Je me souviens d’une conversation avec une jeune femme, sur le sujet de l’indépendance. Elle me disait : même si on vit chez les parents, où on paye les factures, contribue aux dépenses mensuelles, on n’est toujours pas indépendant.
Au Sénégal pourtant, beaucoup de jeunes hommes sont dans cette situation, pour de multiples raisons. Sont ils vraiment dépendants? Qu’est ce qui constitue l’indépendance? Est ce réellement le fait de quitter la maison, s’éloigner des parents? Être seul? Indépendant pourquoi
Je suis passé voir mes parents aujourd’hui. Et un geste de ma mère a suscité toutes ces tribulations. Au risque de publier ici quelques détails personnels, j’estime cependant qu’il me faut partager cette expérience.
Après un moment de discussion, où on fait le point sur ma carrière – les parents sénégalais ne seront jamais traquilles concernant leur enfant artiste – puis on fait le tour de ma situation personnelle – quand tu as 30ans et t’es célibataire, alors que t’as des cousines très éduquées, ambitieuses, Les mamans elles comprennent pas – bref, on fait une très vaste mise à jour et elle est contente de voir que je ne suis pas trop paumé. Dieu merci.

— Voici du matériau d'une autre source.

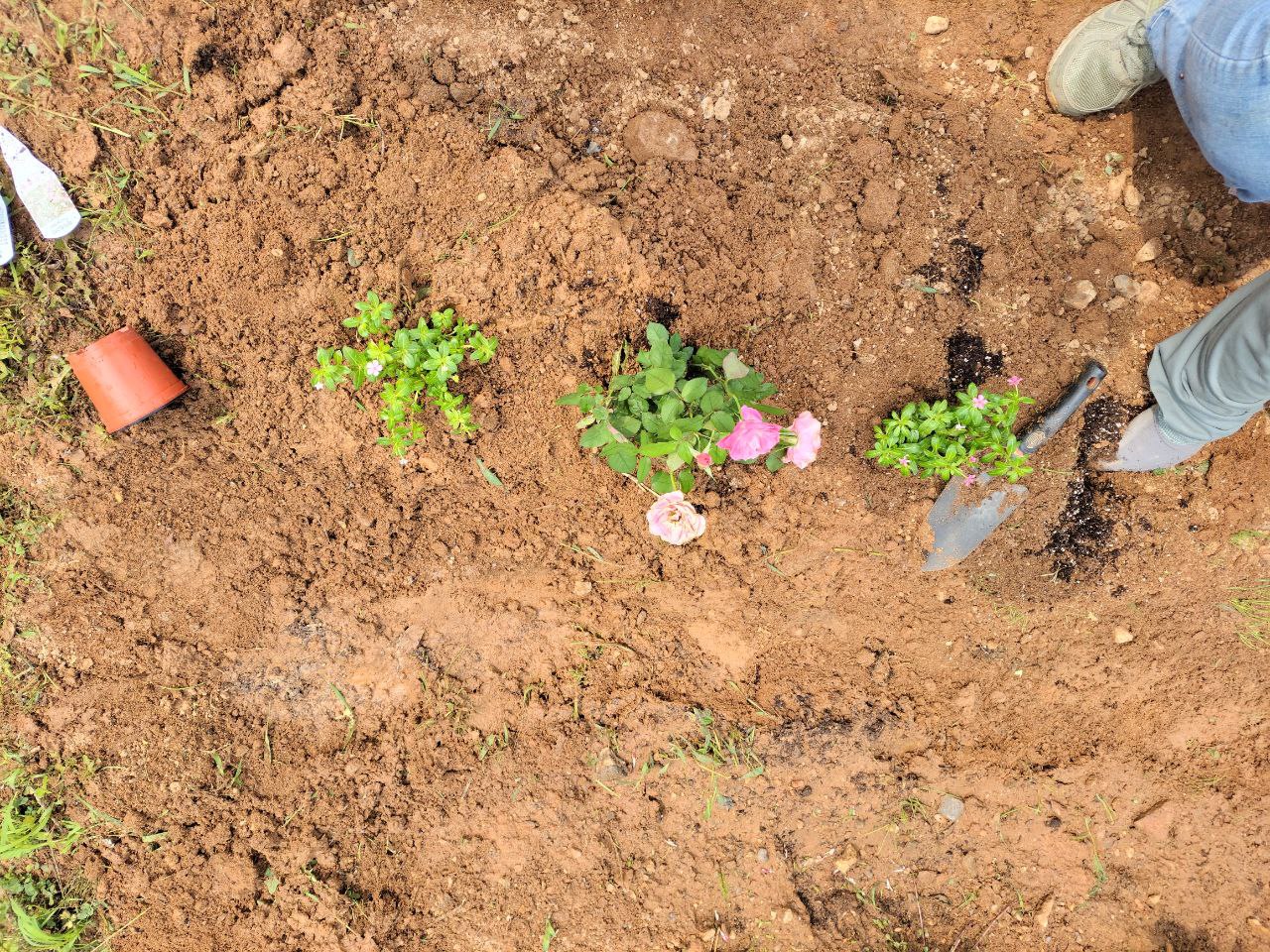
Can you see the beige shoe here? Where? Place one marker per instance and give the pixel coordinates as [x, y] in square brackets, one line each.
[1103, 61]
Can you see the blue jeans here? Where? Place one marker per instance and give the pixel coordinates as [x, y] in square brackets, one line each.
[1213, 377]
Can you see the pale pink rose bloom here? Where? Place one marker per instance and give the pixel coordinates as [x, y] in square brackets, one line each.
[752, 436]
[674, 520]
[807, 428]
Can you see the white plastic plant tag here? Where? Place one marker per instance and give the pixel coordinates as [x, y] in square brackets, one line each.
[5, 235]
[39, 189]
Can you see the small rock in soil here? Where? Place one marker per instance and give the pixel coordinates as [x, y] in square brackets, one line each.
[1080, 295]
[1150, 252]
[610, 767]
[952, 807]
[1127, 286]
[1148, 293]
[656, 135]
[878, 211]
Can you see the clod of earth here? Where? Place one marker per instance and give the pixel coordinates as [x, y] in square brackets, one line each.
[1080, 295]
[656, 135]
[1150, 252]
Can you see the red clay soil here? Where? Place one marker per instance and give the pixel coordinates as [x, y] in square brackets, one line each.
[521, 662]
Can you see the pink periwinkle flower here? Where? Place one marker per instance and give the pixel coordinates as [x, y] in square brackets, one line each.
[752, 436]
[674, 520]
[807, 428]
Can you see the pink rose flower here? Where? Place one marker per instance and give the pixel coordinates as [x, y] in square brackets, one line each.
[752, 435]
[674, 520]
[807, 428]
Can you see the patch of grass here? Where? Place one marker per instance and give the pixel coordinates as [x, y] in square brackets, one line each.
[44, 293]
[21, 525]
[44, 907]
[1252, 604]
[720, 749]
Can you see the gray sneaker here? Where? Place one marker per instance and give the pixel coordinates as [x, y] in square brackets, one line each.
[1147, 445]
[1105, 60]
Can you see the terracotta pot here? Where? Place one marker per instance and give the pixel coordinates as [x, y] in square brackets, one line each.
[125, 379]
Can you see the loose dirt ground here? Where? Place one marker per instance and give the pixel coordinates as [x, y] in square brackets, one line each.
[521, 664]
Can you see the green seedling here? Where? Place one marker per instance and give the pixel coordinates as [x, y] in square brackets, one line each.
[940, 439]
[666, 409]
[412, 367]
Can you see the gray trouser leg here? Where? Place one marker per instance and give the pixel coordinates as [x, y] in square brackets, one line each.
[1214, 376]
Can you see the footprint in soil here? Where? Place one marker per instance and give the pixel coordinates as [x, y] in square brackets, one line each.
[1083, 536]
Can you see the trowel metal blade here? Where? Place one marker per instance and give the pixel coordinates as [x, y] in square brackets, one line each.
[5, 235]
[959, 527]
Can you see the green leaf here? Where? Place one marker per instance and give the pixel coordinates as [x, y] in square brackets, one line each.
[694, 389]
[490, 476]
[733, 367]
[620, 456]
[659, 380]
[597, 435]
[657, 448]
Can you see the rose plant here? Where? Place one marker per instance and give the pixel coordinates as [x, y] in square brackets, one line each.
[975, 436]
[672, 413]
[412, 366]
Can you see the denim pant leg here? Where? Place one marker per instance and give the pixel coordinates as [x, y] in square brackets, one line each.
[1215, 55]
[1214, 376]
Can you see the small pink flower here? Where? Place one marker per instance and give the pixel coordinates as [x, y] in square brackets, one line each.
[752, 436]
[807, 428]
[674, 520]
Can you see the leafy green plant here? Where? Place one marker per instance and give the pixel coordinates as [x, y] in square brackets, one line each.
[973, 436]
[667, 407]
[412, 366]
[37, 909]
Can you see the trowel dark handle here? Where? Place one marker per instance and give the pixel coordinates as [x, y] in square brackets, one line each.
[1039, 433]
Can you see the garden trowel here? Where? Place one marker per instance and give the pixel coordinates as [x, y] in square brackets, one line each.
[959, 527]
[39, 189]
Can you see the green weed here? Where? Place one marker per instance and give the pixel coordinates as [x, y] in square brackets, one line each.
[1252, 604]
[21, 526]
[41, 907]
[46, 294]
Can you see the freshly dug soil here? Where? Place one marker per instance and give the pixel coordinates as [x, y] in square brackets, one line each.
[525, 666]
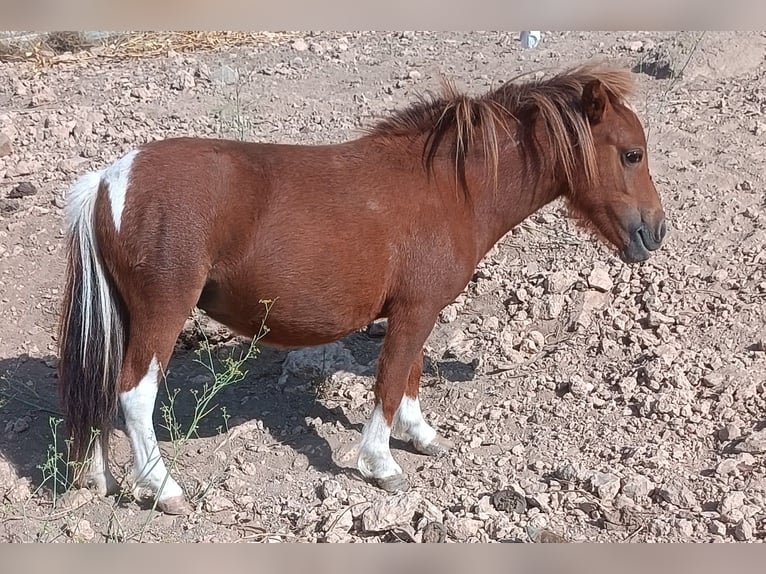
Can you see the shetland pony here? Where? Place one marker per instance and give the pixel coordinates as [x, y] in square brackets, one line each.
[391, 224]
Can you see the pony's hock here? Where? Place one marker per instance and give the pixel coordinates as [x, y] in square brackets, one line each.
[223, 225]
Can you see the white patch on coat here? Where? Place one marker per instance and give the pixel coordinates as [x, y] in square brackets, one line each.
[117, 178]
[375, 460]
[409, 423]
[138, 407]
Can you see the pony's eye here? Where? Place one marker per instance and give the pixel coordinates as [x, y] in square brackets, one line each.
[633, 156]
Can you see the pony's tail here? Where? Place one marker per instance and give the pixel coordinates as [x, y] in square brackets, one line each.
[93, 329]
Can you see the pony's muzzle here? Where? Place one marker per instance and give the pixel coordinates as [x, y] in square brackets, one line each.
[642, 240]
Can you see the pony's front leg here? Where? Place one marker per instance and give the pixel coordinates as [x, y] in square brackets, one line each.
[149, 469]
[409, 423]
[403, 345]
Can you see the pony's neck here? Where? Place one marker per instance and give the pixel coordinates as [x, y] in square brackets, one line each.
[522, 188]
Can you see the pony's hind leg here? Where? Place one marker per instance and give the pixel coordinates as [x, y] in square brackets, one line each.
[407, 332]
[96, 474]
[149, 350]
[409, 423]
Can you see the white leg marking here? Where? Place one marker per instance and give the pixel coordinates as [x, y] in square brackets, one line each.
[148, 467]
[409, 423]
[117, 177]
[98, 475]
[375, 460]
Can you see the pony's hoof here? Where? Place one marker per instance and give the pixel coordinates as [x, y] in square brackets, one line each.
[437, 447]
[177, 505]
[396, 483]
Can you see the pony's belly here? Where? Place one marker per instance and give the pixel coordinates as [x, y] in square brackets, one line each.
[295, 318]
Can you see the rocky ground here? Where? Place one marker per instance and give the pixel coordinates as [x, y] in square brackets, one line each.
[590, 400]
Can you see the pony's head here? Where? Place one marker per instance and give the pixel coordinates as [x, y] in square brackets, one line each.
[618, 198]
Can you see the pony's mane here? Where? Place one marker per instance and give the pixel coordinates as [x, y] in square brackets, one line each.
[556, 101]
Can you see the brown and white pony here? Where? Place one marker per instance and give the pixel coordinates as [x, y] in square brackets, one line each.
[391, 224]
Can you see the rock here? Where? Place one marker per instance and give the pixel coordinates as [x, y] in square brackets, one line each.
[225, 75]
[484, 509]
[217, 503]
[561, 281]
[5, 145]
[743, 530]
[184, 80]
[508, 500]
[637, 487]
[579, 387]
[655, 319]
[592, 301]
[74, 499]
[312, 363]
[377, 328]
[390, 511]
[449, 313]
[599, 279]
[730, 507]
[24, 189]
[717, 528]
[681, 497]
[726, 467]
[83, 531]
[606, 485]
[339, 521]
[753, 444]
[462, 528]
[685, 528]
[332, 489]
[433, 533]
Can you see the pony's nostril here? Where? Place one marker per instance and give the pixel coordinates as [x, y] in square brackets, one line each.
[662, 228]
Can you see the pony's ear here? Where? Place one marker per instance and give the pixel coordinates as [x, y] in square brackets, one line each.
[594, 98]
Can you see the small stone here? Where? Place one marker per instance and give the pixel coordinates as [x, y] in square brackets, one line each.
[729, 432]
[683, 497]
[730, 507]
[449, 314]
[462, 528]
[637, 487]
[508, 500]
[561, 281]
[5, 145]
[606, 485]
[433, 533]
[332, 489]
[83, 531]
[726, 467]
[535, 341]
[24, 189]
[217, 503]
[599, 279]
[655, 319]
[390, 511]
[378, 328]
[743, 530]
[579, 387]
[717, 528]
[338, 521]
[686, 528]
[754, 444]
[74, 499]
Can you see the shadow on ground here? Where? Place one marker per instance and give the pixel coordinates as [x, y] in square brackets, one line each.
[29, 403]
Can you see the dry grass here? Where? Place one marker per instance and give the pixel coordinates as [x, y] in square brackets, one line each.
[131, 44]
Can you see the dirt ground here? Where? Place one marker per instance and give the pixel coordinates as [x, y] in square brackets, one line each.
[589, 400]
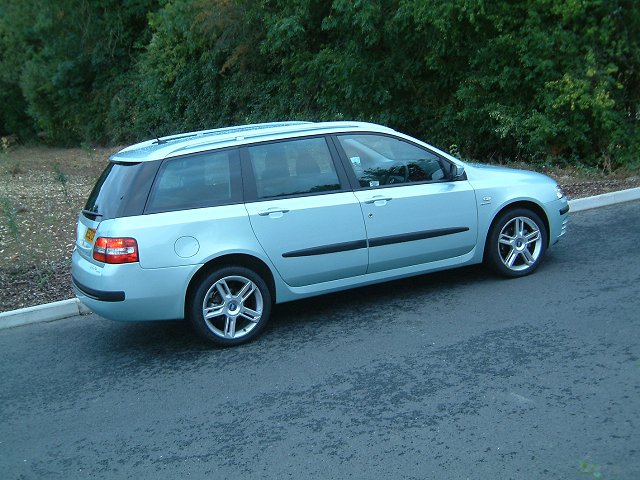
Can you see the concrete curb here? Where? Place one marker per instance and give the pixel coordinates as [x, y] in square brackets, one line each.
[69, 308]
[604, 200]
[42, 313]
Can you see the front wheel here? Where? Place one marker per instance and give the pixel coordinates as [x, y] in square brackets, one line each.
[516, 243]
[230, 306]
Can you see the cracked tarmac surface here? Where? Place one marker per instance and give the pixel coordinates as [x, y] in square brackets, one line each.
[454, 375]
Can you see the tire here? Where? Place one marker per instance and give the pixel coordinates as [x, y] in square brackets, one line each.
[230, 306]
[516, 243]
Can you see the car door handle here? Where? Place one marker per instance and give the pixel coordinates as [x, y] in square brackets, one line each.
[379, 198]
[266, 213]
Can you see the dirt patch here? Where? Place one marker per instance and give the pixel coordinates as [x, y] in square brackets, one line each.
[43, 189]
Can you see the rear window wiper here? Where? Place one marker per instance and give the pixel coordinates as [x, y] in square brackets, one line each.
[91, 213]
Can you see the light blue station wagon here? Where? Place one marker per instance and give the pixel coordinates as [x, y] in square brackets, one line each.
[216, 226]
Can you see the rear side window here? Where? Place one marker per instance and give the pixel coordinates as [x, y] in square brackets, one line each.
[293, 167]
[195, 181]
[120, 191]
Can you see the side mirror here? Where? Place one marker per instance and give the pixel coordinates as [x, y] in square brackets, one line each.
[457, 172]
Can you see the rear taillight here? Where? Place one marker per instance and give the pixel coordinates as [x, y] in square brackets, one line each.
[115, 250]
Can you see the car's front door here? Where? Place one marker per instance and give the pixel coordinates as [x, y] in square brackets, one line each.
[303, 213]
[414, 213]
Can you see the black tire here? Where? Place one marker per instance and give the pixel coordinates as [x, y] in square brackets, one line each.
[233, 321]
[512, 250]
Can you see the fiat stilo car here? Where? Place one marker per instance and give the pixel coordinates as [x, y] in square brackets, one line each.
[216, 226]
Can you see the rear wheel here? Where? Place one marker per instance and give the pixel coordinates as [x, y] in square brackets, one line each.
[516, 243]
[230, 306]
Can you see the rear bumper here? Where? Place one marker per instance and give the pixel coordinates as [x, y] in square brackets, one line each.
[129, 292]
[557, 213]
[98, 294]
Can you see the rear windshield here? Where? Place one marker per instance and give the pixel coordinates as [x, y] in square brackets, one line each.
[112, 190]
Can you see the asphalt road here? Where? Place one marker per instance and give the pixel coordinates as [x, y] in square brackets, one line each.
[453, 375]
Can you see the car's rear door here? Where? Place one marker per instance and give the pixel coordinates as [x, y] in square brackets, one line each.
[303, 211]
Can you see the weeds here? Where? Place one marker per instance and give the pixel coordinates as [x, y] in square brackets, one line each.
[88, 150]
[10, 216]
[62, 178]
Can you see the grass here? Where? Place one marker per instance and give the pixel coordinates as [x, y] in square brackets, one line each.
[42, 189]
[41, 199]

Je regarde l’heure, et lui dis que je vais prendre congé. En sortant je vois les sacs de riz entreposés dans le garage, elle revend du riz de la vallée. Elle m’apprend que le sac coûte. 8500 francs. Et je lui dit que je passerai en prendre.
Elle me demande ce que je vais faire d’un sac de riz tout seul, puis me propose de prendre plutôt dans la ration de la maison, 5kg.
Bon, j’aurai décliné et insisté mais j’avoue, je n’ai plus de riz. Donc je vais dans la cuisine, elle me montre les sachets, puis je vois des pommes de terres et des ognons – ou oignons? Je sais plus – je lui dis qu’il faut que je fasses les courses. Et elle me répond : prends les pommes et les patates et quelques ognons. Il va en rester beaucoup de toute façon. Je comprends qu’elle veut pas que ça pourrisse là, donc je prends pour lui rendre service.
Mais au moment de partir, elle me dit : t’as toujours pas acheté de viande j’imagine. Je lui confie que j’ai une flemme monumentale de faire les courses, mais qu’il faudra bien que je m’y colle. Elle me dit alors qu’il y a des poulets dans le congélateur. D’en prendre deux.
“Tu les paieras plus tard” ajoute t-elle. En bon noir je ne saurai décliner une offre gratuite de poulets ; tellement gros en plus les poulets. Donc je mets aussi dans un sac et prend congé finalement. Puis je réalises que je n’ai pas de caddie et que tout ceci va être difficile à transporter.
Mais quand ramasser devient facile, se courber n’est difficile que pour les ingrats.
Bref, je rentre chez moi, après avoir fait les courses chez mes parents, ou comme je préfère dire ; chez moi.
Aujourd’hui je comprends que la notion d’indépendance n’est pas forcément celle qu’on croit, celle de la séparation d’avec les parents, de la galère de l’individualisme. Au contraire c’est être une personne de ressources, capable de contribuer un tant soit peu, au développement de soi et de la famille. Savoir accepter de l’aide, aider en retour, et participer à la vie en communauté.
Où que vous soyez, c’est votre participation au groupe qui fait votre indépendance. Pas l’argent, mais comment vous vous épanouissez et participez à celui des autres.